The governor argued that his order applied equally to public and private schools, but Van Tatenhove said the Sixth Circuit court has said regulation of religious activities must follow “the least restrictive way.”
The appeals court said that in a case involving Beshear’s early-in-the-pandemic order against mass gatherings and his use of state police to put notices on cars of attendees at Maryville Baptist Church in  Bullitt County saying, in effect, that “their attendance at the drive-in service amounted to a criminal act.” Actually, the service was held inside the church.

“Ultimately, the Sixth Circuit opted to enjoin enforcement of the orders only as they pertained to drive-in services,” Van Tatenhove noted. “While Maryville Baptist does not decide this case, it is indicative of what might come.

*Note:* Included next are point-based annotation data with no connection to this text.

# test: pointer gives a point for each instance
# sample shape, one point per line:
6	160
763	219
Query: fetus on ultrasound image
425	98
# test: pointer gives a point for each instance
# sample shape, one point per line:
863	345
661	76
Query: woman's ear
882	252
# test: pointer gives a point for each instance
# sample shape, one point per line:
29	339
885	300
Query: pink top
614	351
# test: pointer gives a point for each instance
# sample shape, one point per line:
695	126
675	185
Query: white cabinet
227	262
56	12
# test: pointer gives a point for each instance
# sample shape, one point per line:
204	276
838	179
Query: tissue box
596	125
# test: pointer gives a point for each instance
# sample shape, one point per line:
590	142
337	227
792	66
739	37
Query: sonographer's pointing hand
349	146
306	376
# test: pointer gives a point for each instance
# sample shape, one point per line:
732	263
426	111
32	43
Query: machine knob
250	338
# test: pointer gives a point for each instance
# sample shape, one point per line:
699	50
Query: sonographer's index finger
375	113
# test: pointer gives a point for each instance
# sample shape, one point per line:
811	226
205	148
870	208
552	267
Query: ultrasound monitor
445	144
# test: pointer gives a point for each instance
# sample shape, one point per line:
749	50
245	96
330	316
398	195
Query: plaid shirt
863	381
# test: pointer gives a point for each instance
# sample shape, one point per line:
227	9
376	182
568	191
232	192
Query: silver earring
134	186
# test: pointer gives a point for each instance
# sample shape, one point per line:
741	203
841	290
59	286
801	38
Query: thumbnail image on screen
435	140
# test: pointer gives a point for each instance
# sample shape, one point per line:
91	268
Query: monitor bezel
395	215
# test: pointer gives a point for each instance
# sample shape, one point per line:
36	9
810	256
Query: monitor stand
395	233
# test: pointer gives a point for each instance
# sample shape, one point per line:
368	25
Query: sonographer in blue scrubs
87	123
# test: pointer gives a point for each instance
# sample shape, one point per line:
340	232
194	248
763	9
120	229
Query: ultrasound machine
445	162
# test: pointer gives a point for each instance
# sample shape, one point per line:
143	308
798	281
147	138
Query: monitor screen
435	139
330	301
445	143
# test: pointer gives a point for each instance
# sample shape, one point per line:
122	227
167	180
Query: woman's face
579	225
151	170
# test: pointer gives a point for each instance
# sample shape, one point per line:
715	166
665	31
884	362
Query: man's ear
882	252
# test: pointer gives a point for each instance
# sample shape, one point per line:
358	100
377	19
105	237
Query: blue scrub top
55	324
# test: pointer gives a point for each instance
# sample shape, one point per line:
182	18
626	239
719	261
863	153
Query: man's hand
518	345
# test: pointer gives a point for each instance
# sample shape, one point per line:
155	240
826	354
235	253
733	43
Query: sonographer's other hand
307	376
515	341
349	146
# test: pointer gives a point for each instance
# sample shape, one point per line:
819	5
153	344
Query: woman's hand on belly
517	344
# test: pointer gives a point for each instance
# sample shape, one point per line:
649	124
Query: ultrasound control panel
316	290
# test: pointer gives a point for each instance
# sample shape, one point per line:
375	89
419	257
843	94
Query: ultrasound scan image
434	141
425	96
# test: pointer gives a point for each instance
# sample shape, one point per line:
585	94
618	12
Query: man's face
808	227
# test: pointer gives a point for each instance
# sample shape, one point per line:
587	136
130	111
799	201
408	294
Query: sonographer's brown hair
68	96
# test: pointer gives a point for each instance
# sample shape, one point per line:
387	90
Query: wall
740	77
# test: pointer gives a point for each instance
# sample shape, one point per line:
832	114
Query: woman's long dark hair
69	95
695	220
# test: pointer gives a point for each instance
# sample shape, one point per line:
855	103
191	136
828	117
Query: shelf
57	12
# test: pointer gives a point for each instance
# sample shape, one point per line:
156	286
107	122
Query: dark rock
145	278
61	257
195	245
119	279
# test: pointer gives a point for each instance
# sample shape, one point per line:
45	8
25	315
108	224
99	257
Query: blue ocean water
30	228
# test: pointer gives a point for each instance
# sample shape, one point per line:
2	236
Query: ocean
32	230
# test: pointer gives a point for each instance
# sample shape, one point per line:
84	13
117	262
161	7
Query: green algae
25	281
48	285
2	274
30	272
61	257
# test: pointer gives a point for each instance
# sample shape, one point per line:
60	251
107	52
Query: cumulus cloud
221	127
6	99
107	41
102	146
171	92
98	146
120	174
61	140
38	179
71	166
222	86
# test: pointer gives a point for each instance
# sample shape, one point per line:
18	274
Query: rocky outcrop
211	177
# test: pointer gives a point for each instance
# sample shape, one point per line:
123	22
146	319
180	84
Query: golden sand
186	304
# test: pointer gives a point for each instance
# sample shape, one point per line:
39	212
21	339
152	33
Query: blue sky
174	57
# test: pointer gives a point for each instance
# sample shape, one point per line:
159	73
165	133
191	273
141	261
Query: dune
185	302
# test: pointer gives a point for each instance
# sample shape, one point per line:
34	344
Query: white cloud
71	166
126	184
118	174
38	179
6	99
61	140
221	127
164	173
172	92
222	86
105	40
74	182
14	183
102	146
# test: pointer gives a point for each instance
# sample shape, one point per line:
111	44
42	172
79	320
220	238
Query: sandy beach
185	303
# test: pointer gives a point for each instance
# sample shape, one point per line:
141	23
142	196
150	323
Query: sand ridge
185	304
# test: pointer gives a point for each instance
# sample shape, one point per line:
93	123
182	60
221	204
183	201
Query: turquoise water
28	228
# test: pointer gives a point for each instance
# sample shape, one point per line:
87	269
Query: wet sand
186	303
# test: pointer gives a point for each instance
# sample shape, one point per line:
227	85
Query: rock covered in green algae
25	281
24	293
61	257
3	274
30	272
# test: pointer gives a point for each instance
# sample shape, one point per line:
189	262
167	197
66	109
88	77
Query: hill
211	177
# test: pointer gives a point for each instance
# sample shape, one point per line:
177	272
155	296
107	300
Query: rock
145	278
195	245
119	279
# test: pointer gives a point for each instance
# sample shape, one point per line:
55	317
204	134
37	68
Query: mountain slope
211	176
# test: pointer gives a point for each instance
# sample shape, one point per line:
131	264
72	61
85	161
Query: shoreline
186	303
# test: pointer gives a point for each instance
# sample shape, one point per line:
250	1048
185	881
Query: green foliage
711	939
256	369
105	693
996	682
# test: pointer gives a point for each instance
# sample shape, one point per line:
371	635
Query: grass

Maryville Baptist Church was motivated by a sincerely held belief that Christians should have the ability to meet in person. Similarly, Danville Christian is motivated by a ‘sincerely held religious belief that it is called by God to have in-person religious and academic instruction for its students’,” as the school argued.

Van Tatenhove also said the state hadn’t explained why schools should be closed when other activities such as preschools are allowed to continue in-person activity. “If social distancing is good enough for offices, colleges, and universities within the commonwealth,” he wrote, “it is good enough for religious private K-12 schools that benefit from constitutional protection.” He also noted that Dr. Robert Redfield, director of the Centers for Disease Control and Prevention, said Nov. 19 that “for kids K-12, one of the safest places they can be, from our perspective, is to remain in school.”

Attorney General Daniel Cameron, who joined the Danville school’s lawsuit, said he was glad that the courts “have affirmed that the freedoms provided by our Constitution are stronger than the fears of the moment and cannot be case aside by the governor or any leader.”

Staley said that this is the second case in which Van Tatenhove “has refused to acknowledge the U.S. Supreme Court decision that found an action like this is both legal and constitutional.” Van Tatenhove wrote that Chief Justice John Roberts’ controlling opinion in that 5-4 decision “is not dispositive in this case” because the factual and procedural circumstances are different. The Supreme Court merely declined to grant injunctive relief from a lower court’s decision.

And since then, the Supreme Court has changed. Hours after Van Tatenhove ruled, the high court stayed orders by New York Gov. Andrew Cuomo that limited gatherings, including worship services, to 10 people. Roberts, voting with the court’s three liberals, said there was no need to intervene because Cuomo had relaxed the restrictions. But the majority, unsigned opinion said, “Even in a pandemic, the Constitution cannot be put away and forgotten. The restrictions at issue here, by effectively barring many from attending religious services, strike at the very heart of the First Amendment’s guarantee of religious liberty.” The New York Times notes, “The order was the first in which the court’s newest member, Justice Amy Coney Barrett, played a decisive role.”